The Wikipedia link describes this doubling process:
In mathematics, the Cayley–Dickson construction, named after Arthur Cayley and Leonard Eugene Dickson, produces a sequence of algebras over the field of real numbers, each with twice the dimension of the previous one.
But if these are just vectors in the end, I wonder if there are vectors in the odd dimensions like 3, 5, etc., or other non-power-of-two dimensions like 10, 12, etc.. This way there would be a potentially more general construction describing the vector, and the power-of-two case would be a special case, sort of thing.
The Frobenius theorem says that the only finite-dimensional associative division algebras over $\mathbb R$ are exactly $\mathbb R$, $\mathbb C$ and $\mathbb H$, up to isomorphism.
The octonions are not on this list, but they are not very well-behaved either; their multiplication is not even associative. And it only gets worse as you move further into the Cayley-Dickson sequence.

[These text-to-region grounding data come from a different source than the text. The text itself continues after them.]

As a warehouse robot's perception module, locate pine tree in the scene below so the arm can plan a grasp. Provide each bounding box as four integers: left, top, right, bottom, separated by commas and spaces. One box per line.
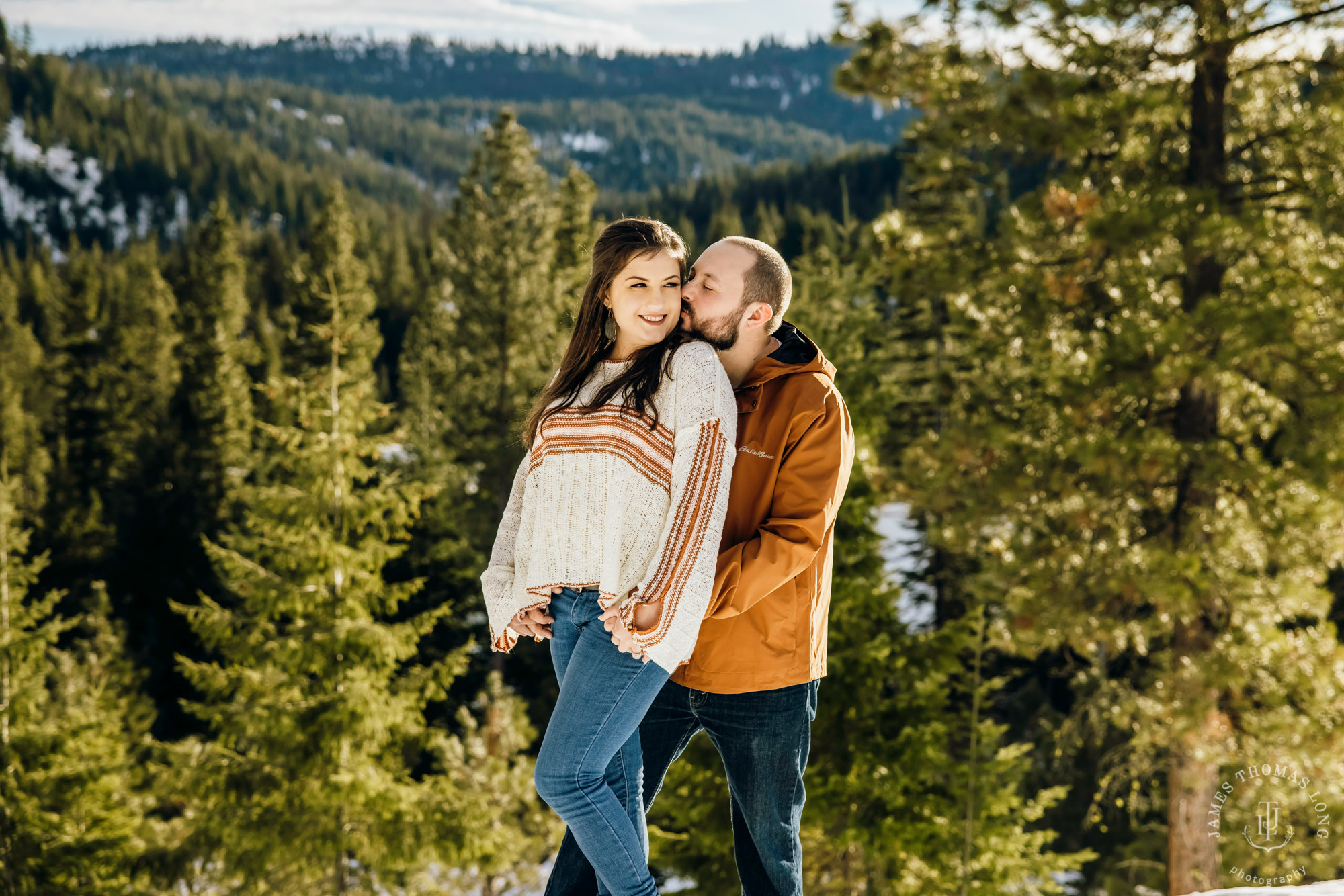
35, 244, 180, 572
175, 185, 551, 893
175, 200, 257, 536
401, 113, 594, 680
841, 0, 1344, 895
0, 278, 148, 896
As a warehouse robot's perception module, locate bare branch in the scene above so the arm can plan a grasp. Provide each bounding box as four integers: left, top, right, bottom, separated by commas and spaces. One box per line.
1231, 3, 1344, 46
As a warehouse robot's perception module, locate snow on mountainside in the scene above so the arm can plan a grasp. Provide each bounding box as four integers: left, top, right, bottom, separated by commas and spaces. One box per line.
0, 117, 188, 259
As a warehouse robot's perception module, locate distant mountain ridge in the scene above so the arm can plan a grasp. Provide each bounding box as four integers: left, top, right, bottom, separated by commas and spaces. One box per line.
71, 35, 911, 144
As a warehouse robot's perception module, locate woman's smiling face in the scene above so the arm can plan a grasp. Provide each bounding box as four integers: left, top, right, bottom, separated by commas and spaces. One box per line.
603, 249, 681, 360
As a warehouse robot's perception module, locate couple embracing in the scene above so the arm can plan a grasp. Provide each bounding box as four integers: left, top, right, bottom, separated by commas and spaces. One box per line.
481, 218, 853, 896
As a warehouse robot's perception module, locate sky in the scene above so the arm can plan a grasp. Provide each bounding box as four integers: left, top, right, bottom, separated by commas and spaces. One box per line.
13, 0, 919, 51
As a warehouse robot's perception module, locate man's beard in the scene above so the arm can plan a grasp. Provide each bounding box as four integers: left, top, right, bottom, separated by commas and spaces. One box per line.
687, 309, 742, 352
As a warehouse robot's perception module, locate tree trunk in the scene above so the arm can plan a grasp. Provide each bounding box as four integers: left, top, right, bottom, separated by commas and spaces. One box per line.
1167, 743, 1219, 896
1167, 0, 1232, 896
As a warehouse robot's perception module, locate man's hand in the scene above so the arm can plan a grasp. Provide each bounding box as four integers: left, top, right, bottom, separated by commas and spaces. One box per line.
598, 606, 649, 662
508, 607, 555, 641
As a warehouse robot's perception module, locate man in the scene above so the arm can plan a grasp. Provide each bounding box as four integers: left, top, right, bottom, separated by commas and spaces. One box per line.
539, 236, 853, 896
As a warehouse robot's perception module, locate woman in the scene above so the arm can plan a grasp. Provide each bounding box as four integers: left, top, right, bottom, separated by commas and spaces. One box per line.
481, 218, 737, 896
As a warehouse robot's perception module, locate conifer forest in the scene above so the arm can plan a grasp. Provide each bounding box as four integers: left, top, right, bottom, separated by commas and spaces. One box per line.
0, 0, 1344, 896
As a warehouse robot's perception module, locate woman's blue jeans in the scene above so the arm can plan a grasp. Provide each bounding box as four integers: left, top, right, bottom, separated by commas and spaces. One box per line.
536, 588, 669, 896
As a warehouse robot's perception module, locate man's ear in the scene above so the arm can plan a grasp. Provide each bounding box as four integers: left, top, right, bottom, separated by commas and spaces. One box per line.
746, 302, 774, 326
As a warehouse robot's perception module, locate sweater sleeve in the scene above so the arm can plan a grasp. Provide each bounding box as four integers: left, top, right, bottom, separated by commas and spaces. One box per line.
481, 450, 532, 650
621, 343, 738, 670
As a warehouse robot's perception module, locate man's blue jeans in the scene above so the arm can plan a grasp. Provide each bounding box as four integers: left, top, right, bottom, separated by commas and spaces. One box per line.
535, 588, 668, 896
546, 681, 818, 896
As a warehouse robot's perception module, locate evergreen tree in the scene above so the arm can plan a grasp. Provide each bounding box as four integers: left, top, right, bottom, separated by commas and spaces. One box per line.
841, 0, 1344, 895
175, 185, 543, 893
401, 113, 594, 693
0, 278, 144, 896
175, 200, 257, 536
38, 244, 180, 575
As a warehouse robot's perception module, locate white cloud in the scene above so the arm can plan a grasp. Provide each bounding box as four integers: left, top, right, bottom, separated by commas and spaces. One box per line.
21, 0, 919, 51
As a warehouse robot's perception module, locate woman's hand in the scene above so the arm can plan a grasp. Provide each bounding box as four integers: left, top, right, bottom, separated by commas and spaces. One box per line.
598, 604, 649, 662
508, 607, 555, 641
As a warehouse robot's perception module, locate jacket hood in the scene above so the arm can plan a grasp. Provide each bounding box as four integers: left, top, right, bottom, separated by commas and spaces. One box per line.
738, 321, 836, 388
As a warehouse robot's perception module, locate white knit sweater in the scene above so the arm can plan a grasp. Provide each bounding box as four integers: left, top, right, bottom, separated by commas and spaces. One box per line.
481, 341, 738, 672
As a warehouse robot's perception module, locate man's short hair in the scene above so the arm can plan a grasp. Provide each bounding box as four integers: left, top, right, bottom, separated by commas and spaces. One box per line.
723, 236, 793, 334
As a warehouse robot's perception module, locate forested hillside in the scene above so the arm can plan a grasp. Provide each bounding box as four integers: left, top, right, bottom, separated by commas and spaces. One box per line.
74, 38, 909, 193
77, 35, 909, 144
7, 4, 1344, 896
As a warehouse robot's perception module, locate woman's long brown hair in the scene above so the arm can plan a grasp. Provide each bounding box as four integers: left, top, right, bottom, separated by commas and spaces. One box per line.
523, 218, 692, 447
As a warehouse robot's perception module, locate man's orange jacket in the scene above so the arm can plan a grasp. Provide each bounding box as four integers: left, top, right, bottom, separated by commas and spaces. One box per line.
672, 322, 853, 693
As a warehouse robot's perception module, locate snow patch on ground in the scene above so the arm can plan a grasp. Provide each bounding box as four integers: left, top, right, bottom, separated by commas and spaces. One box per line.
1198, 880, 1344, 896
560, 130, 612, 152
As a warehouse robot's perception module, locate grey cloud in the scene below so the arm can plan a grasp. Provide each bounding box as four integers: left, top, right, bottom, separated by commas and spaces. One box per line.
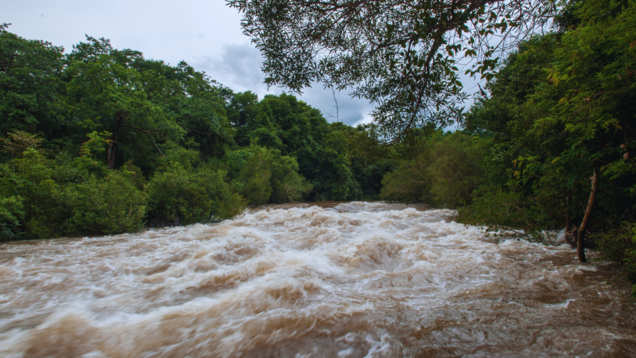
192, 44, 372, 125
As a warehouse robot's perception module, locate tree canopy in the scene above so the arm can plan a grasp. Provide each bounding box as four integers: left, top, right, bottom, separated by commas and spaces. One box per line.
228, 0, 559, 138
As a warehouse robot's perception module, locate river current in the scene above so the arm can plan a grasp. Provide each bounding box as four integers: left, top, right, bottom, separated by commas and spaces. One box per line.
0, 202, 636, 358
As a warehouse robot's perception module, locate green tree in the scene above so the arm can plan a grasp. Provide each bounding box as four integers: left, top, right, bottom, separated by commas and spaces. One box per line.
65, 37, 183, 169
0, 24, 64, 137
228, 0, 559, 137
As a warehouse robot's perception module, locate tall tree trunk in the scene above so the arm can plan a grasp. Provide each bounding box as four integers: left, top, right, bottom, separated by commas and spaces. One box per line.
576, 168, 599, 262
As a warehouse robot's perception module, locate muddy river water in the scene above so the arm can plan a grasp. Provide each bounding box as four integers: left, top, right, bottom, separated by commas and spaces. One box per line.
0, 202, 636, 357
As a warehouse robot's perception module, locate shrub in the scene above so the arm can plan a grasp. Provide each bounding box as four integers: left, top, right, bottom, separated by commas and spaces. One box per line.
594, 222, 636, 298
226, 144, 312, 205
0, 196, 24, 241
148, 162, 244, 225
63, 172, 146, 234
380, 132, 485, 208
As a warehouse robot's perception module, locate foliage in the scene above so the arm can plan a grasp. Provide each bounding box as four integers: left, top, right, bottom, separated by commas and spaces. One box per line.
148, 162, 244, 225
228, 0, 562, 138
0, 28, 63, 138
0, 196, 24, 241
61, 171, 146, 234
227, 144, 312, 205
381, 132, 485, 208
596, 222, 636, 298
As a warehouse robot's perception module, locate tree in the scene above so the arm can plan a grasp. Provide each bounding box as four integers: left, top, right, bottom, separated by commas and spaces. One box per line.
228, 0, 558, 138
0, 24, 64, 136
66, 37, 183, 169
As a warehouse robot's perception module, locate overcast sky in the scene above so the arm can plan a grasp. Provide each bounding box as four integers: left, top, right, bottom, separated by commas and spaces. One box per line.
0, 0, 476, 125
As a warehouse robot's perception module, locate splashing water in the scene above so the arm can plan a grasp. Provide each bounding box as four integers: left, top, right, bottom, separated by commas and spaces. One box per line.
0, 202, 636, 357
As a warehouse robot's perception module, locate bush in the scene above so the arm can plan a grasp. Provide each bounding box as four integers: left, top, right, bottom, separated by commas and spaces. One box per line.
594, 222, 636, 292
63, 172, 146, 234
148, 162, 244, 225
380, 132, 486, 208
457, 187, 547, 238
226, 145, 312, 205
0, 196, 24, 241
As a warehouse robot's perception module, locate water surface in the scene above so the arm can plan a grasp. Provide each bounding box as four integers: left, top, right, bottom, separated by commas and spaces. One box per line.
0, 202, 636, 357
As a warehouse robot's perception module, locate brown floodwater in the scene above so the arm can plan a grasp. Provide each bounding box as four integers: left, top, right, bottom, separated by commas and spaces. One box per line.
0, 202, 636, 358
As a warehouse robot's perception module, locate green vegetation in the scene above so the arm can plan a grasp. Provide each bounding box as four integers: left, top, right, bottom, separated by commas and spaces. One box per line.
0, 26, 394, 241
0, 0, 636, 292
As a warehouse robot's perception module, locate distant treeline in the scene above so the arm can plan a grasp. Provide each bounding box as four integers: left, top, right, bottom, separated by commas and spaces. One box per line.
0, 1, 636, 294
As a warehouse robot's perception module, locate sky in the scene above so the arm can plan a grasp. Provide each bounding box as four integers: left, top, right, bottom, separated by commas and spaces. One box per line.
0, 0, 477, 125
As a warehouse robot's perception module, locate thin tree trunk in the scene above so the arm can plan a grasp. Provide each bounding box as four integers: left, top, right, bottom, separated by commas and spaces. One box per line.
576, 168, 599, 262
107, 141, 117, 170
106, 114, 124, 170
565, 195, 576, 247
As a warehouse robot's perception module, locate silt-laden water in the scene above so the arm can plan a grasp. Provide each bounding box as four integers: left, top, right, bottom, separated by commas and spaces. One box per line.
0, 203, 636, 357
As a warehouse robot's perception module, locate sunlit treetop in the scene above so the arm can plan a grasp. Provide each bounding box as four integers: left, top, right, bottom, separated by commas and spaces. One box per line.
228, 0, 559, 139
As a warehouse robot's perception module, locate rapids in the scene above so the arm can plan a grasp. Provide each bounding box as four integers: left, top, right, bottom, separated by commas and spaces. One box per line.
0, 202, 636, 357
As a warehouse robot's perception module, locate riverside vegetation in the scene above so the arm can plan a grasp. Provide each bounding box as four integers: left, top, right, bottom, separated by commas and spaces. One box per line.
0, 1, 636, 294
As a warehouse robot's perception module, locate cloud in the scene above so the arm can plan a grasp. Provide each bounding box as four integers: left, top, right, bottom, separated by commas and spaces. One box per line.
192, 44, 373, 125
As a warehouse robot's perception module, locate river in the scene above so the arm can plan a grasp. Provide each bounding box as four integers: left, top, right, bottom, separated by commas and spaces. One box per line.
0, 202, 636, 358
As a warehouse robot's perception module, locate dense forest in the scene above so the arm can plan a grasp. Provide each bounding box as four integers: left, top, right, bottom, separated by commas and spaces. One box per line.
0, 1, 636, 294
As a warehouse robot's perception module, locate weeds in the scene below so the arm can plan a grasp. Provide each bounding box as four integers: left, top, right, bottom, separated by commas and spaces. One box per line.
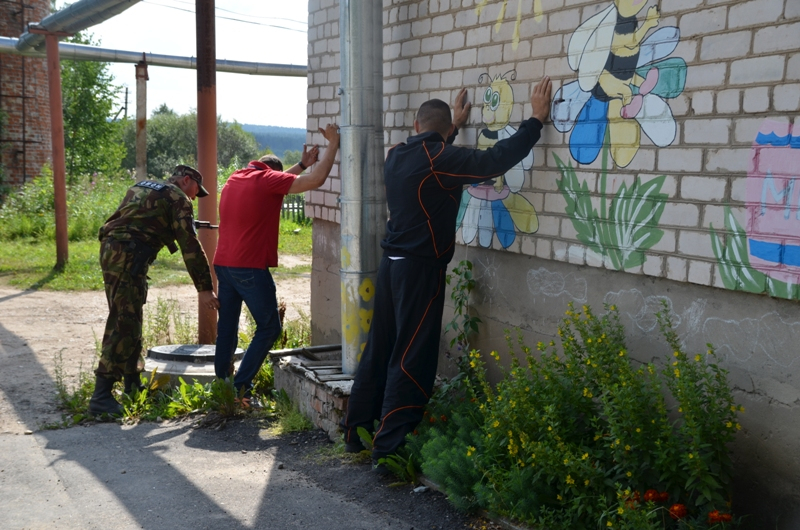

(As Fabio Lucchini points out, Hurwitz's theorem states that if you don't require associativity, but still want the algebra to have inverses and a norm that agrees with the multiplication, you get $\mathbb R$, $\mathbb C$, $\mathbb H$, and also $\mathbb O$, but nothing more).
At some point things get so bad that one may wonder if you would not rather consider, for example, $\mathbb R^3$ with the cross product. Or just declare any random bilinear map $V\times V\to V$ to be your multiplication.